Top five ways mobile IDs enhance privacy
21 November, 2017
category: Corporate, Digital ID, Government
Because the security built into mobile IDs allows for encrypted information and signatures that only a verified reader can access, mobile IDs enhance privacy.
“If you want to look at it in a simple way, imagine if you drop your driver’s license or ID card on the street. Someone could pick that up and read it quite easily,” explains Steve Warne, Director of Solutions Marketing in HID Global’s Citizen Identifcation business. “If it’s on your phone, you’ve probably got a pin to get into the phone, as well as other levels of protection. So if you leave your phone behind somewhere, people are not as able to straight away get your identity document.”
Related: Mobile IDs and privacy Exploring privacy concerns and privacy-enhancing opportunities |
But there are a host of other privacy-enabling features mobile IDs can deliver. Here are Warne’s top five ways that a mobile ID can actually enhance privacy:
- Only the necessary information is shared. “For example, if someone is going into a nightclub, they want to be able to prove that they are the right age to get into that nightclub. They don’t particularly want to give the guy who’s at the door their address.”
- You know who is looking at your data. “We have the capability of doing remote verification. This means that I am actually able to verify on my phone that I am sharing this data with a real police officer.”

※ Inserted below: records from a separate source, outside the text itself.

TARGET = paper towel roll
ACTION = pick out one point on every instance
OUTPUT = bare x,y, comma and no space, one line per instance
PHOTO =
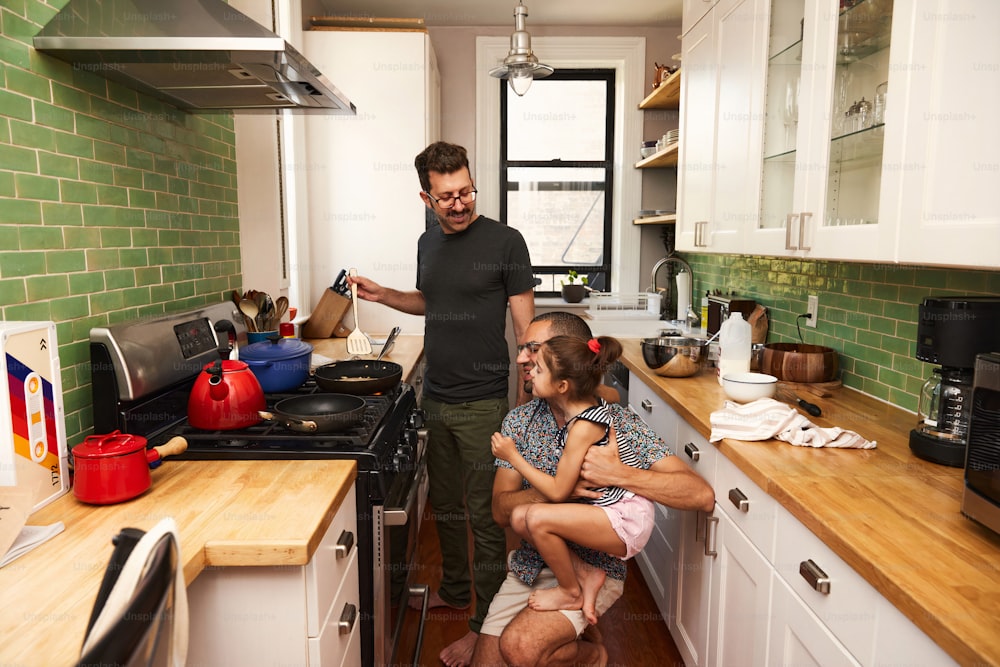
683,294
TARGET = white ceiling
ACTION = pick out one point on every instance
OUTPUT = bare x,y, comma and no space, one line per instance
607,13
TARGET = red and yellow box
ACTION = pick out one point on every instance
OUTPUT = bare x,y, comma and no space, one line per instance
33,454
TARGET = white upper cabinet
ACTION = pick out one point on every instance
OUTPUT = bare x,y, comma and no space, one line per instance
692,12
868,132
824,149
945,183
722,84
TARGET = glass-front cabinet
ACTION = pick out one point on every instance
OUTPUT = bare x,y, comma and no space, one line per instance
824,131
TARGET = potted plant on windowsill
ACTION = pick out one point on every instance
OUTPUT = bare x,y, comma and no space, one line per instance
574,289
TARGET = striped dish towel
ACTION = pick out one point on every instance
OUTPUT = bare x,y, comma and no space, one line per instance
767,418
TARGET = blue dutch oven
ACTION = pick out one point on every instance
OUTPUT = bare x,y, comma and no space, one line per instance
280,364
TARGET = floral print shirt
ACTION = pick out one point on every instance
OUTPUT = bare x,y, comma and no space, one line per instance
533,427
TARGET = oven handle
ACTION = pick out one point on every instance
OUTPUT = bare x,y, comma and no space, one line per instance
424,591
397,516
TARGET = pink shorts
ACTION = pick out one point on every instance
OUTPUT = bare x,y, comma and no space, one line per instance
632,520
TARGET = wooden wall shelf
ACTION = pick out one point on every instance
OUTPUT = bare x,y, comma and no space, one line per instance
665,96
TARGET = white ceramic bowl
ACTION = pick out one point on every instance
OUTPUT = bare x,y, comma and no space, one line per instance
746,387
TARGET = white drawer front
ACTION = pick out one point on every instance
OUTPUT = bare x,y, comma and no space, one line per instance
325,571
697,452
848,609
654,410
331,646
747,505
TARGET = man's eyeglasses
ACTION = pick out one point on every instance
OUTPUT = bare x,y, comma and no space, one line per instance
449,202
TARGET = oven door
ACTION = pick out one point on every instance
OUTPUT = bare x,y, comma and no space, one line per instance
404,626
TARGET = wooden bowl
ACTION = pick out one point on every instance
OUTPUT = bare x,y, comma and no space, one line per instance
798,362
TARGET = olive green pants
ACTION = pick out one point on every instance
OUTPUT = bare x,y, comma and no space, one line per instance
461,467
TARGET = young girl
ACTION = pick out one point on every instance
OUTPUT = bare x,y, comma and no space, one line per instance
567,374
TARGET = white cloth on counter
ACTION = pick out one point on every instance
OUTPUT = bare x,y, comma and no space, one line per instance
767,418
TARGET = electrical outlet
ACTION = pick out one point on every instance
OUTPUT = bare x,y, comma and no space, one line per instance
812,309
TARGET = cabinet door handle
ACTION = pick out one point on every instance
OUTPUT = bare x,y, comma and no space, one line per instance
344,544
788,231
347,618
739,499
816,577
692,451
803,217
711,529
701,239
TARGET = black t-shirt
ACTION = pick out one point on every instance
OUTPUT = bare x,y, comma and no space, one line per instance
466,279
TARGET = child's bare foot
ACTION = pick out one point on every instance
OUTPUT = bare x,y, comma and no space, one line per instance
590,579
553,599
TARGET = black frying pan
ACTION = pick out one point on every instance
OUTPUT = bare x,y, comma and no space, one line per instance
359,376
318,413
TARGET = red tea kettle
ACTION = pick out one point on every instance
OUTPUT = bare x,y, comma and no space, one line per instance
226,396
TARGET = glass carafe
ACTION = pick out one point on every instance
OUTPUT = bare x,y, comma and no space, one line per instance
943,410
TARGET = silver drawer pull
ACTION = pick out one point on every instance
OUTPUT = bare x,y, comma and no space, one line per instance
738,498
816,577
803,217
711,527
692,451
344,544
347,618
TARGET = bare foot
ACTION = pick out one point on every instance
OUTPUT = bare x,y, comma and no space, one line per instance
590,579
601,659
459,652
553,599
433,602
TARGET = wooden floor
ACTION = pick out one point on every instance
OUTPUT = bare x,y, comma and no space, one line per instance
634,630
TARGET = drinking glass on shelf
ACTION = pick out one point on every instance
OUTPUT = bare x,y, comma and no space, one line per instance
878,111
791,109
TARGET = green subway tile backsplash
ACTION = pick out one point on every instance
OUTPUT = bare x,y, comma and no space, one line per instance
107,199
867,312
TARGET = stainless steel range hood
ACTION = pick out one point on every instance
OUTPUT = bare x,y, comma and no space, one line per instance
200,55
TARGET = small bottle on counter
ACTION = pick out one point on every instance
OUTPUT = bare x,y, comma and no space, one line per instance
704,313
734,345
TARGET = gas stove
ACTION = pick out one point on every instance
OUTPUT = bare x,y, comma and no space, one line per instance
142,375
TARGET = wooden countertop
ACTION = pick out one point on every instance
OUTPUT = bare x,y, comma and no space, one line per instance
893,517
228,513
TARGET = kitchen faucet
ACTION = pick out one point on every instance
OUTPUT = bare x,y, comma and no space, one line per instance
691,317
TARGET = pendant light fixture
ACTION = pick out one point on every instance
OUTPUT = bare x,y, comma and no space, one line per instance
520,66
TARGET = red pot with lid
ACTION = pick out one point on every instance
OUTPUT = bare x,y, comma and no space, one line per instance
226,396
114,467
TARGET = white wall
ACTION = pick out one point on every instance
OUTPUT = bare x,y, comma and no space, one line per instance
364,205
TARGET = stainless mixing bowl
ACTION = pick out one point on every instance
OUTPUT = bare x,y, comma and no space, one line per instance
674,356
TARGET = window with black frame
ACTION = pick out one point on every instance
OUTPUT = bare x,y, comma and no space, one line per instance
556,171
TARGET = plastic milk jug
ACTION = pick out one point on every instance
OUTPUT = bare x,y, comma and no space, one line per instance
734,345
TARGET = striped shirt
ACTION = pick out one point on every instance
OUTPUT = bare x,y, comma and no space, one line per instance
536,433
601,415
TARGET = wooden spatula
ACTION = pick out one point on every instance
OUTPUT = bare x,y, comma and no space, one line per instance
357,342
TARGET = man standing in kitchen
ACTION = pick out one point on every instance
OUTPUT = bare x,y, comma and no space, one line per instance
513,632
469,270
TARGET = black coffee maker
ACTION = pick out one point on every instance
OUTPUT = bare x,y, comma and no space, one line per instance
951,331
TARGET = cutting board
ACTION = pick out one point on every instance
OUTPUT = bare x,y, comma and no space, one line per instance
325,319
819,389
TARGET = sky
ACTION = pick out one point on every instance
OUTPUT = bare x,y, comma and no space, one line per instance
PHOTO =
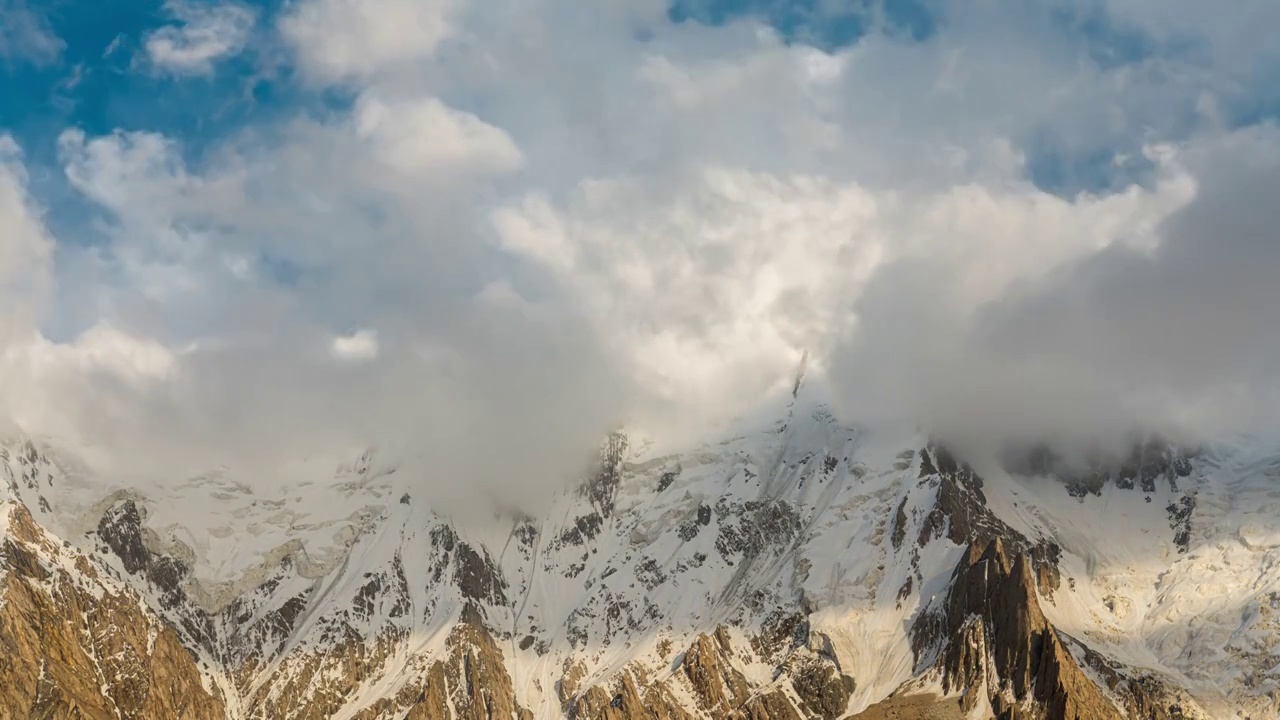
247,235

- Sharing of data can be voluntary. “You should always be asked to share your data before anything leaves your mobile device.”
- Sharing of information can be done offline, outside of the cloud. “Being able to share personal identifying data offline means there’s no connectivity to any other databases or any other way that the information can be stored. This ensures private data remains in the user’s control.”
- Your data is protected. “The level of technology already available on a mobile device protects your data. But with a mobile identity solution, you will have a lot more choices as to how you use your data, how you share it, and who you share it with, especially compared to a physical document where you only have one option, and that’s to hand it over.”